The present invention relates to a liquid crystal display device and a liquid crystal panel and more specifically to significant improvements in a viewing angle characteristic of the liquid crystal display device that controls transmission and cutoff of light by applying an electric field to a liquid crystal layer having two-dimensional optical isotropy.
Among liquid crystal display methods to improve contrast and viewing angle characteristic of a twisted nematic (TN) display system, there have been known an in-plane switching (horizontal electric field) display method (hereinafter referred to as an “IPS method”) and a multi-domain vertical alignment display method (hereinafter referred to as a “VA method”). These methods are able to make substantial improvements in viewing angle and contrast over the TN display method.
However, in the IPS and VA methods since the liquid crystal layer is an optically uniaxial medium, if it is used as is, its transmissivity will have a dependency on the viewing angle. Further, the nematic liquid crystal material exhibits light scattering caused by thermal fluctuations of their molecules. In the IPS and VA methods the nematic liquid crystal material enters a black mode when applied with no voltage. So even in the black mode, degradations in contrast due to light leakage caused by scattering are theoretically unavoidable. These problems of optical anisotropy and light scattering are unique to the display devices using the nematic liquid crystal material.
Under these circumstances, a liquid crystal material with an optically three- or two-dimensional isotropy (hereinafter referred to as an “isotropic liquid crystal”) has come to be known in recent years. This isotropic liquid crystal exhibits a characteristics that, when no voltage is applied to the liquid crystal layer, the alignment of the liquid crystal molecules is optically three- or two-dimensionally isotropic and that when a voltage is applied, a birefringence is induced in the voltage application direction. Isotropic liquid crystal materials reported in recent years that have three-dimensional isotropy are smectic blue phase and cholesteric blue phase liquid crystals. Isotropic liquid crystal materials with two-dimensional isotropy are bent type liquid crystal molecules having a so-called bent-core structure. The bent-core structure means a liquid crystal compound aligned vertical to a substrate and exhibits an isotropy in a plane of the liquid crystal layer when no voltage is applied. Other liquid crystal materials known include cubic phase, smectic Q phase, micellar phase, reverse micellar phase and sponge phase liquid crystals.

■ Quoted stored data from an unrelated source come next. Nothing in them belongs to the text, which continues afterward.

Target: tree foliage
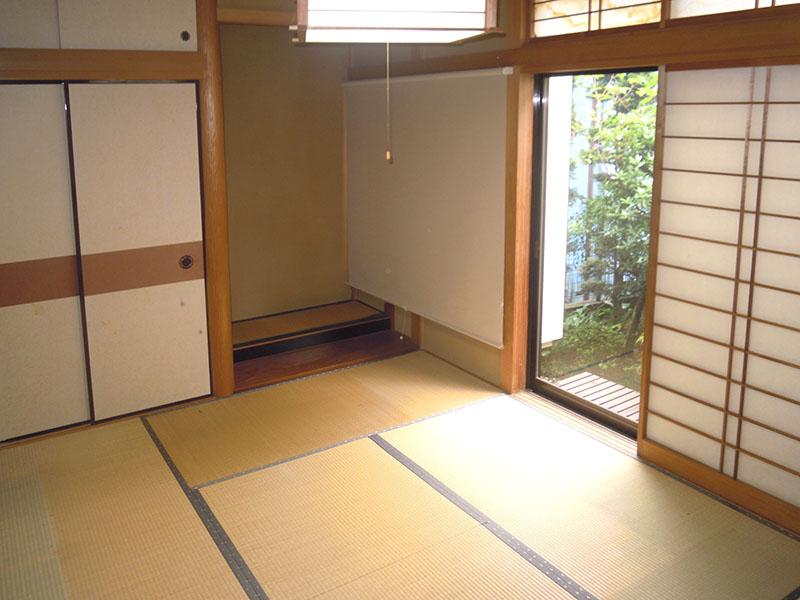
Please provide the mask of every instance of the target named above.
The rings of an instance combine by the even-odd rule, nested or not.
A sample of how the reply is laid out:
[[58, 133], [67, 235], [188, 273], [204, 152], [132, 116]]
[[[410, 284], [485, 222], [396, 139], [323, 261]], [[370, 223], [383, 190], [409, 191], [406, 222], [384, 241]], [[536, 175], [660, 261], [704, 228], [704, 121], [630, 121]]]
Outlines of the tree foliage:
[[608, 302], [616, 322], [629, 321], [630, 346], [640, 334], [647, 279], [657, 74], [579, 79], [592, 115], [588, 125], [573, 115], [573, 136], [587, 141], [579, 159], [593, 181], [586, 193], [571, 193], [583, 204], [570, 222], [571, 250], [586, 251], [582, 293]]

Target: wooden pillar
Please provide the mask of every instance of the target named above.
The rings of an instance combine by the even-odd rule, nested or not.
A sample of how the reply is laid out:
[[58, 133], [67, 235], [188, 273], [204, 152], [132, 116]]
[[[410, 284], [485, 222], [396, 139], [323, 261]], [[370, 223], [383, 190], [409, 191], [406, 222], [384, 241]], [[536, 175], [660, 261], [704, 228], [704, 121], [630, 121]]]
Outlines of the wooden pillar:
[[515, 68], [508, 78], [506, 125], [506, 243], [500, 383], [513, 394], [525, 386], [530, 276], [533, 77]]
[[234, 380], [222, 61], [216, 0], [197, 0], [197, 45], [203, 68], [199, 108], [211, 392], [221, 397], [233, 393]]

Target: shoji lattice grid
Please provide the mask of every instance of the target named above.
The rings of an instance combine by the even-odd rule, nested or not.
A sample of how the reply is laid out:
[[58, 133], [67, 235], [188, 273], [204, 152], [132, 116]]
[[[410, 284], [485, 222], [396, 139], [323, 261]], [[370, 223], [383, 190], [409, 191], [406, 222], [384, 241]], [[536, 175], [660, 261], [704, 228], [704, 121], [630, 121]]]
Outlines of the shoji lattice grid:
[[770, 8], [798, 4], [800, 0], [669, 0], [669, 16], [672, 19], [733, 12], [752, 8]]
[[532, 0], [531, 36], [655, 23], [665, 18], [771, 8], [800, 0]]
[[534, 0], [531, 35], [543, 37], [654, 23], [661, 0]]
[[800, 66], [662, 79], [646, 435], [800, 504]]

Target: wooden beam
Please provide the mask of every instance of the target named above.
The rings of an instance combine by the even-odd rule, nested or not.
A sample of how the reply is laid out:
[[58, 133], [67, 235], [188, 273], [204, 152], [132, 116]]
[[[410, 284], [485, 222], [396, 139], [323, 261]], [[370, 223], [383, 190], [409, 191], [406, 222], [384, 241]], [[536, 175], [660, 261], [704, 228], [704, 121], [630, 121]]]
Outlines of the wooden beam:
[[290, 25], [297, 25], [297, 13], [292, 11], [218, 8], [217, 21], [226, 25], [289, 27]]
[[502, 388], [525, 386], [530, 277], [533, 77], [515, 70], [508, 78], [506, 112], [506, 236], [503, 291]]
[[[392, 65], [397, 75], [516, 65], [525, 73], [559, 73], [670, 65], [710, 68], [800, 63], [800, 5], [777, 6], [665, 23], [534, 38], [521, 48]], [[353, 67], [350, 79], [375, 79], [383, 67]]]
[[798, 31], [800, 6], [781, 6], [538, 38], [511, 61], [528, 73], [797, 62]]
[[[425, 73], [446, 73], [448, 71], [472, 71], [475, 69], [492, 69], [511, 65], [509, 50], [496, 52], [479, 52], [475, 54], [457, 54], [436, 58], [423, 58], [392, 63], [392, 76], [422, 75]], [[368, 65], [350, 67], [347, 71], [348, 79], [379, 79], [386, 75], [384, 65]]]
[[200, 124], [211, 391], [215, 396], [222, 397], [233, 393], [234, 378], [228, 191], [225, 180], [222, 60], [217, 0], [197, 0], [197, 38], [203, 65], [200, 79]]
[[800, 534], [800, 508], [751, 485], [736, 481], [649, 439], [640, 439], [639, 457], [757, 515]]
[[197, 52], [0, 48], [0, 80], [194, 81]]

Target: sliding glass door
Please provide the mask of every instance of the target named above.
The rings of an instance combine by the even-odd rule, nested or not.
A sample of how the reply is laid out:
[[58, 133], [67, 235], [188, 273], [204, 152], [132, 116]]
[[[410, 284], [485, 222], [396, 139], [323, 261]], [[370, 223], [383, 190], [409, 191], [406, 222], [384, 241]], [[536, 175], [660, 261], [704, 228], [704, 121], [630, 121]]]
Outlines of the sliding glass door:
[[655, 146], [656, 71], [537, 86], [529, 384], [634, 429]]

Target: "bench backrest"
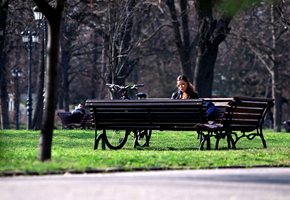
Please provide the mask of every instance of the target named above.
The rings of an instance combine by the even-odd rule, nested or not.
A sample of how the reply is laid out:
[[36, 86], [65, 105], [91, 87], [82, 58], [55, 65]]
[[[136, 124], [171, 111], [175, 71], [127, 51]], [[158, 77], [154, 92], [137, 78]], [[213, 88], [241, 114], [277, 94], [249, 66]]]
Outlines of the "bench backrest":
[[97, 129], [193, 130], [206, 122], [202, 99], [87, 100]]
[[223, 116], [230, 130], [250, 132], [262, 128], [268, 110], [274, 105], [270, 98], [234, 97]]
[[63, 127], [66, 127], [68, 124], [71, 123], [70, 122], [71, 112], [58, 112], [57, 116], [60, 118]]
[[71, 112], [58, 112], [58, 117], [61, 120], [63, 128], [70, 128], [70, 127], [91, 127], [92, 120], [90, 114], [85, 115], [75, 115], [73, 116]]
[[268, 110], [274, 105], [270, 98], [233, 97], [205, 98], [217, 108], [216, 122], [233, 131], [250, 132], [262, 127]]

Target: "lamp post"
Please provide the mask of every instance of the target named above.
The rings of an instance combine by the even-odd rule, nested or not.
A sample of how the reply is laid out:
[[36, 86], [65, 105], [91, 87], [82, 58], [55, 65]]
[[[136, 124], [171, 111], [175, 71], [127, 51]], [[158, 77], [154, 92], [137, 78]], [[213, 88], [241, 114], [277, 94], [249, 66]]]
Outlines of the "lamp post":
[[45, 68], [45, 58], [46, 58], [46, 43], [47, 43], [47, 23], [44, 18], [44, 15], [42, 12], [40, 12], [39, 8], [37, 6], [33, 7], [33, 15], [35, 21], [37, 21], [38, 27], [42, 30], [42, 59], [43, 59], [43, 66]]
[[43, 110], [44, 110], [44, 98], [45, 98], [45, 72], [46, 72], [46, 47], [47, 47], [47, 23], [44, 15], [37, 6], [33, 7], [34, 19], [37, 22], [37, 30], [41, 37], [41, 49], [40, 49], [40, 66], [37, 79], [37, 101], [34, 106], [35, 110], [33, 118], [33, 126], [35, 129], [40, 129], [42, 125]]
[[31, 129], [32, 120], [32, 92], [31, 92], [31, 55], [32, 47], [38, 42], [38, 35], [36, 32], [23, 31], [21, 32], [22, 42], [28, 50], [28, 90], [27, 90], [27, 129]]
[[19, 129], [19, 77], [22, 75], [22, 70], [15, 68], [12, 70], [12, 76], [15, 78], [15, 126], [16, 130]]
[[37, 6], [33, 7], [32, 9], [33, 11], [33, 15], [34, 15], [34, 19], [37, 22], [37, 26], [40, 28], [40, 30], [42, 31], [42, 48], [41, 48], [41, 77], [42, 77], [42, 81], [41, 81], [41, 87], [43, 88], [43, 98], [44, 98], [44, 94], [45, 94], [45, 88], [44, 88], [44, 77], [45, 77], [45, 71], [46, 71], [46, 46], [47, 46], [47, 23], [45, 20], [44, 15], [42, 14], [42, 12], [39, 10], [39, 8]]

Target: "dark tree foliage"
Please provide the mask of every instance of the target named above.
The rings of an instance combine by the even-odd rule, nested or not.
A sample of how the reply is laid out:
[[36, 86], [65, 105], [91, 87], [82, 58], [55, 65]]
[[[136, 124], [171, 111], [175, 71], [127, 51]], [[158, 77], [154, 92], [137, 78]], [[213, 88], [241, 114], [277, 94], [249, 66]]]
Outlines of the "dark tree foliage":
[[[47, 2], [52, 6], [55, 3]], [[271, 48], [267, 47], [271, 39], [270, 14], [264, 9], [269, 6], [268, 2], [67, 2], [60, 32], [57, 109], [68, 111], [73, 105], [89, 98], [108, 98], [105, 83], [111, 82], [144, 83], [140, 90], [148, 97], [168, 98], [176, 89], [175, 78], [181, 73], [191, 74], [189, 76], [193, 81], [193, 77], [196, 78], [194, 83], [201, 97], [271, 96], [272, 78], [253, 51], [259, 50], [263, 57], [271, 52]], [[281, 4], [275, 7], [278, 13], [276, 19], [283, 22], [281, 27], [288, 27], [289, 0], [279, 2]], [[22, 107], [25, 107], [28, 61], [20, 32], [26, 27], [35, 28], [31, 11], [33, 6], [27, 1], [11, 3], [9, 12], [13, 15], [8, 13], [4, 47], [7, 95], [14, 93], [10, 71], [16, 66], [23, 70], [20, 79]], [[281, 100], [287, 102], [290, 99], [286, 89], [289, 70], [285, 66], [289, 65], [289, 59], [284, 53], [289, 52], [289, 31], [283, 28], [278, 30], [277, 27], [276, 33], [275, 63], [281, 71]], [[266, 46], [261, 45], [262, 42]], [[41, 65], [40, 52], [41, 45], [38, 44], [33, 49], [33, 80]], [[33, 81], [34, 94], [39, 85]], [[8, 97], [5, 99], [7, 101]], [[34, 106], [37, 101], [33, 100]], [[289, 104], [285, 103], [282, 107], [282, 110], [287, 110]], [[38, 117], [37, 113], [40, 112], [36, 107], [33, 109], [36, 113], [34, 117]], [[22, 112], [22, 120], [25, 121], [25, 108]], [[282, 117], [282, 120], [287, 119], [286, 112]], [[58, 118], [55, 125], [58, 125]]]

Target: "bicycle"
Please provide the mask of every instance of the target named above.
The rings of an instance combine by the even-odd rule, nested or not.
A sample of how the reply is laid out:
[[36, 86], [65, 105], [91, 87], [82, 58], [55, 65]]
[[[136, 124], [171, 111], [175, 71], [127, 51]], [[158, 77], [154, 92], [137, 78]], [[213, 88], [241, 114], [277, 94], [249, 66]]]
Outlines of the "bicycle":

H. J. Coles and M. N. Pivnenko, Nature, Vol. 436, pp. 997-1000 (2005), describes an increased temperature range of the blue phase which has been very narrow in temperature range and difficult to put into practical use with devices. B. R. Acharya, et al., Liquid Crystals Today, Vol. 13. No. 1, pp. 1-4 (2004), describe isotropic liquid crystal materials and their properties in connection with an optical biaxiality of the bent-core structure.
Further JP-A-2006-3840 discloses detailed electrode structures of liquid crystal panels using isotropic liquid crystals.